Well, Barbara was nothing if not up for a challenge. She medicated to dull the pain as best as possible and did everything she could to keep the dog marginally comfortable, and lo!...weeks and weeks later, the dog slowly recovered. I don't know if anyone in her right mind would want to go through that, or put her dog through it, but it might be worth asking the vet if there's any chance the dog could recover mobility and comfort eventually. The dog lived many years after that and seemed normal and active.
As normal as that crazy little animal got, anyway. :-D
You did the right thing Holly! Sully was able to spend time with you and have a good life. In the end we need to do what is best for our beloved 4 legged friends. I had to do this with 2 elderly cats last fall and it came down to their quality of life. I ended up taking my one in after hours because I couldn't see him suffer anymore.
I hope you are doing OK! Take Care!!!!!!
You gave her a life and experiences that were good for her. I often think of my Teddy who was a puppy mill rescue, he has tears all over his ears from fights but is the sweetest Corgi there is. He got to experience life without fear and for that I am happy!!! We do what we can and we don't know how long we have with our loved ones. My job includes helping people who also chose not to take extraordinary measures to stay alive and I understand that too. To make them suffer longer is not always looking at their best interest but our own. I once had a cat that we treated and had I known what the last few hours would be(horrible pain I believe) I NEVER would have tried to save him. I would hope that if I were to ever be in really bad shape that the people would not try to prolong my life either...
Ah. I didn't realize you'd already done the deed.
It sounds like you made the right decision.
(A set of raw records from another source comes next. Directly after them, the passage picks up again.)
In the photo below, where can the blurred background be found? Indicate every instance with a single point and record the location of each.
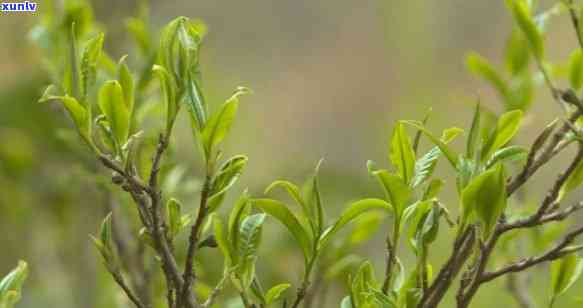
(329, 80)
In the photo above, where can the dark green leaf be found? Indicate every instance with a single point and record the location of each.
(506, 127)
(486, 197)
(274, 293)
(353, 211)
(479, 66)
(220, 123)
(524, 20)
(564, 273)
(280, 212)
(111, 102)
(402, 153)
(397, 192)
(576, 69)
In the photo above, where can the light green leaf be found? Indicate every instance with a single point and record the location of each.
(313, 199)
(239, 212)
(292, 190)
(111, 102)
(222, 240)
(225, 178)
(14, 280)
(220, 123)
(89, 61)
(353, 211)
(76, 111)
(249, 238)
(433, 189)
(126, 81)
(479, 66)
(474, 136)
(279, 211)
(169, 88)
(564, 272)
(397, 192)
(576, 69)
(511, 153)
(573, 181)
(174, 218)
(525, 22)
(486, 197)
(11, 285)
(274, 293)
(402, 154)
(425, 165)
(517, 54)
(197, 106)
(105, 233)
(506, 127)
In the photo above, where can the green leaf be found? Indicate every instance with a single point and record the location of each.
(511, 153)
(524, 20)
(573, 181)
(486, 197)
(292, 190)
(174, 213)
(126, 81)
(341, 266)
(313, 201)
(274, 293)
(220, 123)
(89, 61)
(564, 272)
(474, 136)
(239, 212)
(506, 127)
(249, 238)
(479, 66)
(363, 281)
(353, 211)
(222, 240)
(397, 192)
(433, 189)
(168, 88)
(111, 102)
(402, 154)
(14, 280)
(576, 69)
(451, 155)
(279, 211)
(76, 111)
(517, 53)
(197, 107)
(105, 234)
(425, 165)
(226, 177)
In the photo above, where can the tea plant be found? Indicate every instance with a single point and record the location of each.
(110, 105)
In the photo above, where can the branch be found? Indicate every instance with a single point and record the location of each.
(130, 294)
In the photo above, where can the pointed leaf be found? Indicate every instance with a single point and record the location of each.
(506, 127)
(220, 123)
(274, 293)
(353, 211)
(280, 212)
There's no way of knowing whether she would have recovered, and even if she had, it would have been a long and painful path.
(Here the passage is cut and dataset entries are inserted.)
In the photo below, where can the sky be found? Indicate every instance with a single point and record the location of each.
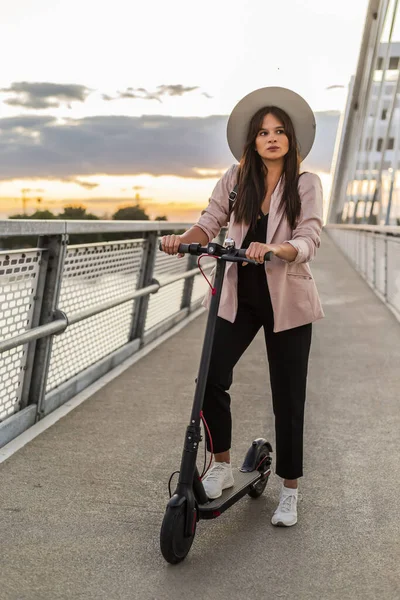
(102, 103)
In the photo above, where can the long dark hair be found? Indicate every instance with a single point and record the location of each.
(252, 173)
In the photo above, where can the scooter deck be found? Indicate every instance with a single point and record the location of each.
(242, 482)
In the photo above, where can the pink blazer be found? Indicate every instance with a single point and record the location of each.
(294, 296)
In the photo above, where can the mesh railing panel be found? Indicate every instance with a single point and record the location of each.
(18, 284)
(393, 273)
(167, 301)
(370, 259)
(92, 275)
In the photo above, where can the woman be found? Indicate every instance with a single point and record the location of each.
(270, 132)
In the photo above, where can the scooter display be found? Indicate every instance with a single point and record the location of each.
(189, 503)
When my friend elected to try a wait-and-see strategy with her dog, I privately thought it was a bad idea at the time. The dog was suffering a lot. The meds may or may not have done much to take the edge off -- whether they did or not, it was clear the pain was there. Personally, I don't think I would have put one of my pets through that much suffering just to see if maybe the dog would get over it. There's a point where a strategy like that becomes a kind of ego trip, not an effort to do what's right for the animal.